Dear Radical Unschooling,
I'm sorry, but it's just not going to work out between us. I gave it my best shot, but I've become convinced that we're just not right for each other.
You might say I didn't give us enough of a chance. That if I'd stuck it out longer I would have seen that we were perfect for each other. But I just don't think so.
The thing is, I do have an idea in my head of the kind of person I want my son to be. You might call that controlling, and you might say that control is an illusion, and that if I'm imposing my ideas on him I'm just messing with him, that I should stand back (or stand very nearby) and let him develop entirely into the person he wants to be, that he chooses to be. Perhaps this could even be true if the world were different. But with so many influences raining down on him all the time from our culture, I feel that if I don't step in a bit I'm not really letting him grow up to be free, I'm merely ceding my role as guide to the media, etc. I think that as his mom I have a thing or two over the corporate/consumer culture that is constantly, subtly and not-so-subtly, bombarding kids with messages regarding what they should value and who they should be. And if I don't speak up and yes, sometimes insist, that culture will play too formative a role in his development. And as his mom, I don't want that. And I actually do believe that is my right (and maybe even my responsibility) as his parent to want or not want that for him, and to act accordingly.
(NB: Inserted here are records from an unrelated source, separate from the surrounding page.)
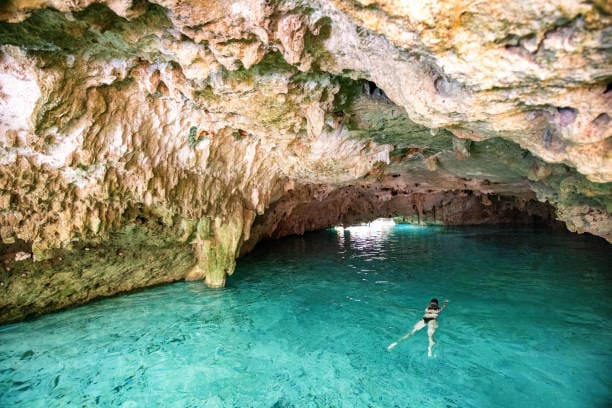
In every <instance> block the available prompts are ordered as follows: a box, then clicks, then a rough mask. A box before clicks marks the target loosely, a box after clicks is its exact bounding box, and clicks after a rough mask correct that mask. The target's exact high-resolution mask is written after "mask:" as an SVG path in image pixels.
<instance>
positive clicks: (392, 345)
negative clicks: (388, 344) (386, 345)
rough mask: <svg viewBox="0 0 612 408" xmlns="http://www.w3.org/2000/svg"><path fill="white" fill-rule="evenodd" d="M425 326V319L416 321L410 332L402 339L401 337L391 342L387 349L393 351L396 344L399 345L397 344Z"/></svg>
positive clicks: (402, 338) (396, 344) (390, 350)
mask: <svg viewBox="0 0 612 408" xmlns="http://www.w3.org/2000/svg"><path fill="white" fill-rule="evenodd" d="M423 327H425V322H424V321H423V319H421V320H419V321H418V322H416V324H415V325H414V327H413V328H412V330H411V331H409V332H408V333H406V334H405V335H404V336H403V337H402V338H401V339H399V340H398V341H394V342H393V343H391V344H389V345H388V346H387V350H389V351H391V350H392V349H393V348H394V347H395V346H397V344H398V343H399V342H400V341H402V340H406V339H407V338H408V337H410V336H412V335H413V334H414V333H416V332H418V331H419V330H421V329H422V328H423Z"/></svg>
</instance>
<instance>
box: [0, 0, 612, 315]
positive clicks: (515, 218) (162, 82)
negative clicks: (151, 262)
mask: <svg viewBox="0 0 612 408" xmlns="http://www.w3.org/2000/svg"><path fill="white" fill-rule="evenodd" d="M611 15H612V10H611V9H610V6H609V5H608V3H606V2H600V1H596V2H590V3H584V2H579V1H560V0H559V1H554V0H553V1H548V2H539V1H538V2H533V1H519V2H515V3H512V4H504V5H502V4H497V3H494V2H493V3H475V2H470V1H466V0H453V1H444V2H441V1H431V2H408V3H407V2H401V1H385V2H382V1H380V2H377V1H370V0H368V1H341V0H319V1H311V2H303V1H291V0H290V1H284V0H279V1H273V2H263V1H255V0H237V1H229V2H218V1H197V2H196V1H176V0H158V1H144V0H134V1H115V0H108V1H93V0H78V1H61V0H41V1H37V2H31V1H21V0H13V1H11V2H5V3H2V4H1V5H0V240H1V242H0V251H1V256H2V257H3V262H5V266H4V271H3V272H2V273H3V275H2V276H3V277H2V282H3V283H4V286H2V285H0V291H2V290H4V294H6V293H9V291H8V289H7V288H8V287H9V286H10V287H11V288H12V289H11V291H14V290H15V291H17V292H19V293H20V294H19V295H18V296H17V297H15V298H11V299H12V300H10V301H6V302H5V304H3V305H0V308H3V309H2V310H3V311H7V310H9V309H11V308H13V309H15V308H17V309H19V308H21V309H20V310H22V311H23V310H26V309H27V308H24V307H22V306H23V305H30V306H28V307H31V308H32V310H34V309H35V306H32V305H33V304H34V303H36V302H34V301H33V299H34V298H36V297H37V296H39V297H40V298H41V299H46V300H44V301H43V300H41V301H40V304H41V305H47V306H40V307H39V309H40V310H43V309H44V308H45V307H47V308H50V309H53V308H54V307H55V308H57V307H61V306H62V305H68V304H74V303H79V302H82V301H86V300H88V299H92V298H95V297H96V296H100V295H108V294H112V293H116V292H120V291H123V290H129V289H133V288H137V287H141V286H146V285H150V284H155V283H160V282H165V281H172V280H178V279H197V280H204V281H205V282H206V283H207V284H208V285H209V286H212V287H220V286H223V285H224V283H225V280H226V276H228V275H231V274H232V273H233V270H234V265H235V259H236V257H237V256H239V254H240V253H244V252H246V251H248V250H250V249H251V248H252V247H253V246H254V245H255V244H256V243H257V241H258V240H260V239H262V238H265V237H280V236H283V235H286V234H291V233H301V232H303V231H306V230H310V229H313V228H320V227H325V226H328V225H332V224H334V223H352V222H358V221H367V220H369V219H372V218H374V217H375V216H379V215H383V216H388V215H398V216H405V217H413V216H414V215H415V214H418V219H417V220H420V217H421V215H423V217H424V219H426V220H430V219H431V218H432V215H433V213H432V212H433V209H434V208H436V216H435V222H438V220H442V222H445V223H448V224H456V223H464V224H473V223H479V222H507V221H510V220H512V221H514V222H527V221H528V220H531V219H532V218H531V216H532V215H534V214H536V215H537V214H540V215H542V217H543V218H546V219H548V218H556V219H557V220H558V221H559V222H562V223H564V224H565V225H566V227H567V228H568V229H569V230H571V231H575V232H578V233H583V232H589V233H592V234H595V235H598V236H601V237H603V238H604V239H607V240H608V241H610V242H612V232H611V231H612V217H611V216H610V213H611V212H612V199H611V197H612V195H611V193H612V155H611V153H610V152H611V151H612V149H611V147H612V139H611V137H610V136H611V131H610V107H611V106H612V98H611V97H612V92H611V90H610V78H612V68H611V67H610V59H609V50H608V48H607V43H608V42H609V37H610V35H611V31H610V30H611V29H610V27H611V26H612V24H610V23H611V20H612V19H611V17H610V16H611ZM498 199H499V200H500V201H497V200H498ZM498 203H500V204H498ZM502 204H503V205H502ZM419 208H421V210H419ZM415 209H416V213H415ZM523 217H526V218H523ZM143 225H144V226H146V231H148V232H147V234H149V235H150V236H151V237H152V238H151V239H152V242H159V243H158V244H154V245H151V246H146V245H141V247H142V248H141V250H140V253H141V254H142V257H143V259H145V258H146V256H147V255H146V254H147V253H149V252H150V253H156V251H157V249H156V248H160V247H163V248H168V251H169V252H168V253H167V255H166V256H167V257H169V259H175V258H176V259H180V260H177V261H176V262H174V263H172V264H174V266H173V267H169V264H166V263H165V262H158V263H156V264H155V265H153V267H152V269H151V271H150V274H148V275H147V276H141V277H138V278H136V276H138V275H139V273H140V272H138V270H139V268H141V267H142V265H143V264H142V263H138V262H136V261H135V262H134V263H133V264H131V266H129V265H128V264H126V266H125V270H124V269H123V267H121V268H118V269H121V272H117V273H116V274H114V275H113V274H111V275H109V276H106V275H104V268H103V267H102V266H100V267H99V268H97V267H96V266H95V264H96V262H92V264H91V265H89V266H84V265H81V264H80V263H79V262H76V263H75V262H72V261H70V260H71V259H72V257H73V256H75V257H78V256H79V254H81V255H87V256H89V253H85V252H84V251H85V249H84V248H94V247H96V248H101V250H103V251H111V252H112V250H111V248H114V246H115V244H114V242H116V240H117V236H120V235H121V234H126V233H127V235H130V234H131V233H133V234H135V237H138V234H140V233H141V232H142V231H141V230H142V228H144V227H143ZM130 231H131V232H130ZM138 231H141V232H138ZM135 242H139V239H136V238H135ZM161 242H163V245H162V244H161ZM171 242H173V243H174V246H175V247H176V253H175V254H172V253H171V250H170V248H171V247H172V245H171V244H170V243H171ZM137 252H138V251H137ZM105 253H106V252H105ZM18 254H20V255H18ZM60 258H61V261H60V260H59V259H60ZM112 259H114V258H113V257H110V258H108V259H107V258H104V262H113V261H111V260H112ZM117 259H118V260H117V262H119V260H120V259H119V258H117ZM121 259H125V258H121ZM48 262H53V263H52V264H48ZM99 262H102V261H101V260H99ZM50 265H52V266H50ZM92 265H93V267H94V269H95V272H91V271H90V272H88V273H85V272H84V271H85V270H86V269H87V270H90V269H91V267H92ZM58 268H59V269H58ZM88 268H89V269H88ZM96 268H97V269H96ZM60 270H61V271H63V272H62V273H67V274H68V275H67V276H72V277H73V278H70V279H64V280H62V281H61V282H58V281H55V280H54V279H55V278H54V277H53V276H54V275H55V274H57V271H60ZM45 271H47V272H45ZM24 274H25V275H24ZM130 274H132V275H134V276H135V278H134V279H133V280H131V278H129V279H128V275H130ZM22 275H23V276H22ZM92 276H95V278H92ZM92 279H93V280H92ZM70 280H74V282H72V283H68V281H70ZM89 280H92V282H98V283H91V285H93V286H95V285H96V284H99V287H98V288H93V287H92V286H91V285H90V284H85V281H89ZM124 280H130V281H131V282H132V283H130V284H123V283H122V282H123V281H124ZM50 282H51V283H50ZM47 283H48V284H49V286H48V287H47V286H45V285H47ZM15 285H17V286H15ZM88 285H89V286H88ZM68 287H72V288H74V290H72V289H70V290H72V292H70V290H69V289H68ZM2 288H4V289H2ZM26 288H27V289H26ZM49 288H51V289H49ZM62 288H66V291H65V292H62V290H63V289H62ZM28 291H30V292H28ZM21 292H23V293H21ZM26 292H28V293H26ZM62 293H63V294H62ZM69 293H70V295H69ZM37 294H38V295H37ZM3 298H4V297H3ZM52 304H55V305H56V306H49V305H52ZM16 305H17V306H16ZM57 305H60V306H57ZM39 309H36V310H39ZM5 313H9V312H5ZM14 316H23V314H21V315H20V314H19V313H17V314H15V315H14Z"/></svg>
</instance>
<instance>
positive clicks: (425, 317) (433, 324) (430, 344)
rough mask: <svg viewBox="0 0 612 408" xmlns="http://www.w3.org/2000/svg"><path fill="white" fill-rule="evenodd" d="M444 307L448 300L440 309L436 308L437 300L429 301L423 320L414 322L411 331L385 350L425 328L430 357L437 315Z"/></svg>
mask: <svg viewBox="0 0 612 408" xmlns="http://www.w3.org/2000/svg"><path fill="white" fill-rule="evenodd" d="M446 305H448V299H447V300H445V301H444V302H443V303H442V307H440V306H438V299H436V298H433V299H431V301H430V302H429V306H427V307H426V308H425V314H423V318H422V319H421V320H419V321H418V322H416V324H415V325H414V327H413V328H412V330H411V331H409V332H408V333H406V334H405V335H404V336H403V337H402V338H401V339H399V340H398V341H394V342H393V343H391V344H389V346H388V347H387V350H389V351H391V350H392V349H393V347H395V346H397V344H398V343H399V342H400V341H402V340H406V339H407V338H408V337H410V336H412V335H413V334H414V333H416V332H418V331H419V330H421V329H422V328H423V327H425V326H427V335H428V336H429V347H427V355H428V356H429V357H431V356H432V355H433V353H432V348H433V345H434V344H435V340H434V338H433V335H434V333H435V332H436V329H437V328H438V320H437V319H438V315H439V314H440V313H442V311H443V310H444V309H445V308H446Z"/></svg>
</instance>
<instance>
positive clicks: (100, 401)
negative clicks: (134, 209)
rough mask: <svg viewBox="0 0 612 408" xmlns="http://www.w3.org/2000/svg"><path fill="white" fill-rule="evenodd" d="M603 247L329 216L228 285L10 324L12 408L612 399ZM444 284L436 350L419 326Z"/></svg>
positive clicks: (503, 401)
mask: <svg viewBox="0 0 612 408" xmlns="http://www.w3.org/2000/svg"><path fill="white" fill-rule="evenodd" d="M610 261H611V254H610V251H609V245H608V244H606V243H604V242H603V241H601V240H597V239H592V238H588V237H582V236H576V235H570V234H558V233H551V232H548V231H538V230H532V229H508V228H503V229H495V228H477V229H476V228H474V229H463V228H453V229H444V228H409V227H406V226H396V227H395V228H386V229H380V230H375V231H372V230H368V229H367V228H361V229H355V230H352V229H351V230H348V231H347V230H343V231H341V232H336V231H333V230H332V231H322V232H318V233H313V234H307V235H306V236H304V237H292V238H289V239H285V240H282V241H278V242H274V243H264V244H262V245H260V246H259V247H258V248H257V249H256V251H254V252H253V253H251V254H250V255H248V256H247V257H245V258H243V259H241V260H240V261H239V262H238V265H237V270H236V274H235V275H234V276H233V277H232V278H231V279H230V280H229V281H228V287H227V288H225V289H223V290H210V289H207V288H205V287H203V285H201V284H199V283H178V284H174V285H168V286H161V287H156V288H153V289H150V290H145V291H141V292H138V293H134V294H131V295H127V296H122V297H116V298H111V299H106V300H103V301H99V302H94V303H91V304H89V305H86V306H83V307H79V308H75V309H71V310H68V311H66V312H62V313H57V314H52V315H48V316H44V317H41V318H39V319H35V320H33V321H30V322H25V323H19V324H14V325H8V326H3V327H0V406H11V407H20V406H23V407H31V406H41V407H43V406H44V407H48V406H51V407H53V406H58V407H59V406H108V407H115V406H124V407H130V406H135V407H139V406H176V407H188V406H193V407H199V406H206V407H232V406H236V407H245V406H256V407H317V406H321V407H327V406H338V407H362V406H363V407H367V406H381V407H383V406H384V407H387V406H388V407H395V406H397V407H415V406H417V407H491V406H495V407H518V406H538V407H561V406H562V407H594V406H606V405H610V403H611V402H612V399H611V397H610V382H609V379H610V378H612V376H611V374H612V370H611V361H612V359H611V354H612V353H611V351H610V344H612V330H611V329H612V325H611V323H610V322H611V321H612V320H611V319H610V318H611V317H612V316H611V315H612V306H611V305H610V302H609V299H610V298H611V296H610V295H611V294H612V293H611V292H612V291H611V286H612V285H611V275H610V272H609V265H610V264H611V262H610ZM433 296H437V297H439V298H449V299H451V302H450V304H449V306H448V309H447V310H446V311H445V312H444V313H443V314H442V316H441V317H440V319H439V329H438V331H437V333H436V340H437V344H436V346H435V348H434V357H433V358H427V333H426V330H422V331H420V332H418V333H416V334H415V335H414V336H413V337H411V338H409V339H407V340H406V341H403V342H400V344H399V345H398V346H397V347H396V348H395V349H394V350H393V351H392V352H387V351H386V347H387V345H388V344H389V343H391V342H392V341H395V340H397V339H398V338H399V337H400V336H402V335H403V334H404V333H406V332H407V331H409V330H410V329H411V328H412V327H413V325H414V324H415V322H416V321H417V320H419V319H420V318H421V316H422V312H423V308H424V307H425V305H426V303H427V301H428V300H429V299H430V298H431V297H433Z"/></svg>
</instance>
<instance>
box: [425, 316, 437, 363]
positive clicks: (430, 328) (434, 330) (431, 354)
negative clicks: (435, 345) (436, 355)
mask: <svg viewBox="0 0 612 408" xmlns="http://www.w3.org/2000/svg"><path fill="white" fill-rule="evenodd" d="M437 328H438V322H437V321H436V320H435V319H434V320H430V321H429V323H427V336H429V347H427V355H428V356H429V357H432V356H433V352H432V349H433V345H434V344H435V343H436V341H435V340H434V338H433V335H434V333H435V332H436V329H437Z"/></svg>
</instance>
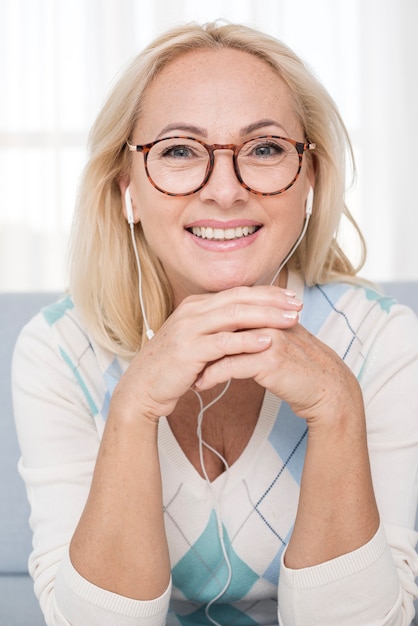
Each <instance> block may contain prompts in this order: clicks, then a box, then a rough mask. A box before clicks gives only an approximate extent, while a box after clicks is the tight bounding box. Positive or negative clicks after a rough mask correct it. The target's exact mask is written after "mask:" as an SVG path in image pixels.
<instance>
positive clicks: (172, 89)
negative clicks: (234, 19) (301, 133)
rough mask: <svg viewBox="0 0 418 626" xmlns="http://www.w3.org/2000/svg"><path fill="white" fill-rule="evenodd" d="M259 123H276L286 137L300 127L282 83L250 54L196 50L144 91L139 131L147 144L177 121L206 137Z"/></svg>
mask: <svg viewBox="0 0 418 626" xmlns="http://www.w3.org/2000/svg"><path fill="white" fill-rule="evenodd" d="M260 119H274V120H277V121H278V122H279V123H280V124H282V125H283V126H284V127H285V128H286V129H287V128H289V131H288V132H289V135H290V134H292V133H293V134H294V133H295V132H296V131H297V129H298V128H299V124H298V119H297V116H296V113H295V107H294V106H293V99H292V94H291V92H290V89H289V87H288V86H287V85H286V83H285V82H284V81H283V79H282V78H281V77H280V76H279V75H278V74H277V73H276V72H275V71H274V70H273V69H272V68H271V67H270V66H269V65H268V64H267V63H266V62H265V61H263V60H261V59H259V58H258V57H256V56H254V55H252V54H250V53H248V52H244V51H240V50H234V49H220V50H197V51H191V52H187V53H185V54H183V55H182V56H180V57H178V58H176V59H175V60H173V61H171V62H170V63H169V64H168V65H167V66H165V67H164V68H163V69H162V70H161V71H160V73H159V74H158V75H157V76H156V77H155V78H154V79H153V81H152V82H151V84H150V85H149V86H148V87H147V89H146V91H145V94H144V101H143V107H142V114H141V118H140V120H139V123H138V129H139V130H140V131H142V134H144V132H145V133H146V134H147V135H148V136H147V137H142V139H143V140H147V141H149V140H153V139H155V132H159V129H161V128H164V127H165V126H166V125H169V124H172V123H177V122H184V123H188V124H194V125H196V126H198V127H200V128H202V129H206V130H207V132H208V133H209V134H210V133H213V132H219V133H220V132H223V133H225V132H235V131H236V129H237V128H242V127H245V126H249V125H251V124H253V123H254V122H255V121H257V120H260ZM151 134H153V136H151Z"/></svg>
I know you're asking me who I am to insist that my son spend his time in particular ways. What makes me think that he should spend only a limited amount of time, decided upon by me, playing video games or watching tv, for example, as opposed to reading books? If I happen to think that books are more valuable than tv/video games, that's merely my opinion, and I should let him form his own conclusions, right? Sorry; I don't buy it. I really don't.
Let me tell you, RU, I have nothing in particular against the tv or video games. I enjoy them plenty. And I also know that there are plenty of truly educational tv programs and video games, and also that one can learn a lot even from shows and games that are not at all meant to be educational. But there has to be a balance. And with all the tv programming for kids that there is nowadays, I'm sorry but I don't trust that my son would "eventually" self-regulate. I gave this unlimited tv thing a try. And George enjoyed it, for sure. He found a whole bunch of new programs that he loved and started watching on a regular basis. I don't have a problem with that, except that it's all he wanted to do. And with all the cable channels we have, there is *always* something new to watch. And for awhile he was simultaneously watching the tv and playing his Nintendo DS. For hours on end. At the end of which he'd be completely strung out. I felt him slipping away into his own little electronic world. Seriously, his personality changes when he has too much screen time. His sense of humor, normally so sharp and verbal and sophisticated, regressed into mild obnoxiousness. This just does not happen when he spends the whole day reading. And honestly, I don't think it's good for him as a human being!
Yes, I do have an idea of the person I want him to be, and that person is very well educated, and well read. Call me a snob if you must, but I'll counter that I think that such a person can also be well versed in pop culture. I truly have no problem with that, and am quite well versed in pop culture myself. For crying out loud, I'm in a rock band, and I love so-called "reality" tv. If I had more time, I'd actually read People magazine from cover to cover on a regular basis. But again, there has to be a balance as far as I'm concerned.
I want George to grow up reading. All kinds of things. From comic books to the classics. Reading engages your mind in a particular way that electronic media simply does not, in my experience. In a way that I value. It gives you a broader perspective on humanity and the human experience, and sharpens your analytical skills more than electronic media can. I think it makes you a more sophisticated consumer of electronic media, and in the days of "infotainment" and almost non-stop advertising and completely bogus political propaganda being slung around all over the place by around-the-clock stations like Fox "News" (and all the rest of them, really), being a sophisticated consumer of rhetoric is of vital importance. If you are not thoroughly versed in the ways of rhetoric, or at least in possession of a critical approach to and understanding of the ways in which people use language to shape "reality" for you, you are a sitting duck for corporations and politicians who would manipulate you into following them headlong into what's best for them, which at least as often as not is not going to be what's best for you. And I'll tell you what I see: people who are well read and/or well educated tend to be less likely to fall prey to that sort of thing. It was certainly true for me that in graduate school, when I became a much more sophisticated reader than I ever had been, I also became a more sophisticated consumer of both popular and political culture, and that spilled over into all areas of my life, making me a much more empowered human being.
I want that for my son. And I'm going to do what I can to make sure he gets it.
So, anyway, RU, I hope there are no hard feelings. I wish you all the best, and I know you'll continue to thrive in many places, among many families. Just not mine.